Dear Editor:

Bears, bears, everywhere. It seems like I cant pick up the paper anymore without reading about bears. Almost everyone likes to read about the bruins, but it also raises some questions. Emphasizing the no stoppage area in the park is a beneficial public service, but where did the pictures of the park grizzlies come from? Isnt it a bit hypocritical to tell people not to stop, but if someone does break the rules and happens to get a good picture, send it to the paper?

It seems like we have a dilemma. Bears and dilemmas seem to go together like green eggs and ham. Imagine the family that has traveled halfway around the world hoping to see a Canadian bear in the wild. They drive into the park, and all of a sudden: Bear! Stop, Dad! Its a bear. Do we really expect them not to slam on the brakes? Ive got hundreds of bear pictures and I always want to stop!

The restrictions are put in place primarily to protect the public, especially those with ursine myopia, which causes common sense to fly out the window. Surprisingly, many of the resulting injuries come from passing motorists, not the animal. What might happen if they get too close to the bruin should go without saying.

And what if people do get close enough to actually feed a bear? Its sad, but once fed, soon dead. Bears are smart eating machines. They are constantly searching for easily obtained, high energy foods. Our snack foods are ideal, especially french fries. Unfortunately, bears often want the hamburger, too. Somebody gets nipped and the bear is put down (that means killed). And the person who broke the rules gets maybe a slap on the wrist.

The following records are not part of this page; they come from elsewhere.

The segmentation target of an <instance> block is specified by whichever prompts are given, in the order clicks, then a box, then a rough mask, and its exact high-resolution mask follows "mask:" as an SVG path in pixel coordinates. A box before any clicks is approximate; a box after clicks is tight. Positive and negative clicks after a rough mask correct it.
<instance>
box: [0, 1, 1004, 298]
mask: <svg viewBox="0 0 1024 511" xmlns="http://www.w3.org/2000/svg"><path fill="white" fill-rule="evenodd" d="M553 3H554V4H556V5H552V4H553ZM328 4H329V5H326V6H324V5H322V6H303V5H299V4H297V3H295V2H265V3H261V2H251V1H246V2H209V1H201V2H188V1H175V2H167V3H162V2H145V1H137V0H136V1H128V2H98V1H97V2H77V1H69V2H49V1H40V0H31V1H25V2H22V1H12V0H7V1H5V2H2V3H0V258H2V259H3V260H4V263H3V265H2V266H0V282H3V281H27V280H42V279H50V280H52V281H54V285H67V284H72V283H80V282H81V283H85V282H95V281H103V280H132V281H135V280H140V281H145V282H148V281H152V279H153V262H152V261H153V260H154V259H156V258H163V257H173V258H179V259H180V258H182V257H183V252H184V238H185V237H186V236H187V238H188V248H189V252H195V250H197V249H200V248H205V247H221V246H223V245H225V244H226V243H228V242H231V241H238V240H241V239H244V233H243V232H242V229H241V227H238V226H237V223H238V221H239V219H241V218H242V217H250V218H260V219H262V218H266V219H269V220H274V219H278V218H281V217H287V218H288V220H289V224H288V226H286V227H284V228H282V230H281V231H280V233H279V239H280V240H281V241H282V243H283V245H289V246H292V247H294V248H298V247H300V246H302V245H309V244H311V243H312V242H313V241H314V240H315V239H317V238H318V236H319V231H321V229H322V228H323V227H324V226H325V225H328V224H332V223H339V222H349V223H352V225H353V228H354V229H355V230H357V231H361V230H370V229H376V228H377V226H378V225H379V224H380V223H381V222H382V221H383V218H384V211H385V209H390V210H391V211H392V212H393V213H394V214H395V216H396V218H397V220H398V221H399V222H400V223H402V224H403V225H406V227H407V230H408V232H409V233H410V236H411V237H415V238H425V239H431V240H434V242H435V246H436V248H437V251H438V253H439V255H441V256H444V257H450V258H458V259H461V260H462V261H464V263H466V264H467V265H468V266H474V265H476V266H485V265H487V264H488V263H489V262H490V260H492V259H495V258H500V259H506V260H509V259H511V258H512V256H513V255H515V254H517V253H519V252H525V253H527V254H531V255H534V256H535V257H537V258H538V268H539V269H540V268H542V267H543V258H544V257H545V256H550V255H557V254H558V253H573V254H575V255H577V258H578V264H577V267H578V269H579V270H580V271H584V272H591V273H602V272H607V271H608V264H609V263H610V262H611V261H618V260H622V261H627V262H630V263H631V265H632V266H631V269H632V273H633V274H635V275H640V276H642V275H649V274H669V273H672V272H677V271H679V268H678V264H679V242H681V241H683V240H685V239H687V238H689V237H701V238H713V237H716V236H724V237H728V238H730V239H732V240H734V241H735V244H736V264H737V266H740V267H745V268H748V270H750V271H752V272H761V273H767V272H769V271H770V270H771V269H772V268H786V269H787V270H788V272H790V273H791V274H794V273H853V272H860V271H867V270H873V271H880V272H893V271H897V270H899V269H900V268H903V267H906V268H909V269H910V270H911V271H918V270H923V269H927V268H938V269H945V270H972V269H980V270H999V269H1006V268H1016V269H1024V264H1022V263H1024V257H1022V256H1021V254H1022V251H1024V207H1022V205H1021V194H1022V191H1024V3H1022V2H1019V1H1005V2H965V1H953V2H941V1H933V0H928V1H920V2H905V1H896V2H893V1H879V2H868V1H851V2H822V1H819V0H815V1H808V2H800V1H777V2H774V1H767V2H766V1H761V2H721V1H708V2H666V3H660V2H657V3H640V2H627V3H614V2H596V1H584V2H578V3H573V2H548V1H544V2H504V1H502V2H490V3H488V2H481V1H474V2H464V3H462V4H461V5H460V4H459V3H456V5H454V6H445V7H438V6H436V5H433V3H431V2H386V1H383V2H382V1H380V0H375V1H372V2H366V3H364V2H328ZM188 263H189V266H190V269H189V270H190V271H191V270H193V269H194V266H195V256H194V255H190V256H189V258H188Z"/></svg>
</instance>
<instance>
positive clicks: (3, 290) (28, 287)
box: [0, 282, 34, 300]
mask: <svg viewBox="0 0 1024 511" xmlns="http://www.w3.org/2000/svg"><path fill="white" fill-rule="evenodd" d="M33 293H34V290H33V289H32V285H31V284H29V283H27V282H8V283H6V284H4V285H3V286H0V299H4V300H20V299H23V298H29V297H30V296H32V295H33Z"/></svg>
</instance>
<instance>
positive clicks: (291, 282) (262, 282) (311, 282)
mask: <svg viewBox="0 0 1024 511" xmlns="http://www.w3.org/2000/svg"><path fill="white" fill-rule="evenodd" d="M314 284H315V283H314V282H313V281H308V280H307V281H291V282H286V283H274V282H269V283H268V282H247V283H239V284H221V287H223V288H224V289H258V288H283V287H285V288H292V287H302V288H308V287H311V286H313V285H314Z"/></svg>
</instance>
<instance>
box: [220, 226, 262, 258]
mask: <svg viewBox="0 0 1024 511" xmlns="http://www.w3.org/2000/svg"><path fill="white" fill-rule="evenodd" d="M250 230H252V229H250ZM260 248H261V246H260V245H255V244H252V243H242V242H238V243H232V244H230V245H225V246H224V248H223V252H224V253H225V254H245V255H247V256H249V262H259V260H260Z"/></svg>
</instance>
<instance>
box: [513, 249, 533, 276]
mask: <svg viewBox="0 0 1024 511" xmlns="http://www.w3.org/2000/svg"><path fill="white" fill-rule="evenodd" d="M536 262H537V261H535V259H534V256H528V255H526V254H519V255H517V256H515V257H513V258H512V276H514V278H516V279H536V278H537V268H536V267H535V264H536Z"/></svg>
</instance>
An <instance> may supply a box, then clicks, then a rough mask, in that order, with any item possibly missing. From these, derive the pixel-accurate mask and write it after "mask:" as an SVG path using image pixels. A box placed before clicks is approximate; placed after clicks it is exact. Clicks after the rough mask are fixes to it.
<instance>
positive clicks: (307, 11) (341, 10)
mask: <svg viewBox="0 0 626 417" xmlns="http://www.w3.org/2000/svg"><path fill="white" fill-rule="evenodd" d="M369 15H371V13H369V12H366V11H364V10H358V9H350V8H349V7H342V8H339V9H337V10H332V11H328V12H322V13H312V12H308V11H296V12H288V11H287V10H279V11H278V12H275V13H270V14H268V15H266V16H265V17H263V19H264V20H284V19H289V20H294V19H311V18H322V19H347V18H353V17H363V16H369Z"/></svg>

Living with bears is mainly a matter of using common sense. The suggestions that have been made in the paper are excellent, but they have been repeated a thousand times and some people still dont get it. If you are really keen on protecting our hairy neighbors do some more reading even though you cant believe everything in print. For instance, the idea that bears are territorial was mentioned twice in last weeks paper. The territory of any animal is an area that is usually marked and vigorously defended. Bears have home ranges which may be as large as 500 square miles. How could even the biggest baddest grizzly ever hope to defend such a huge area? Impossible.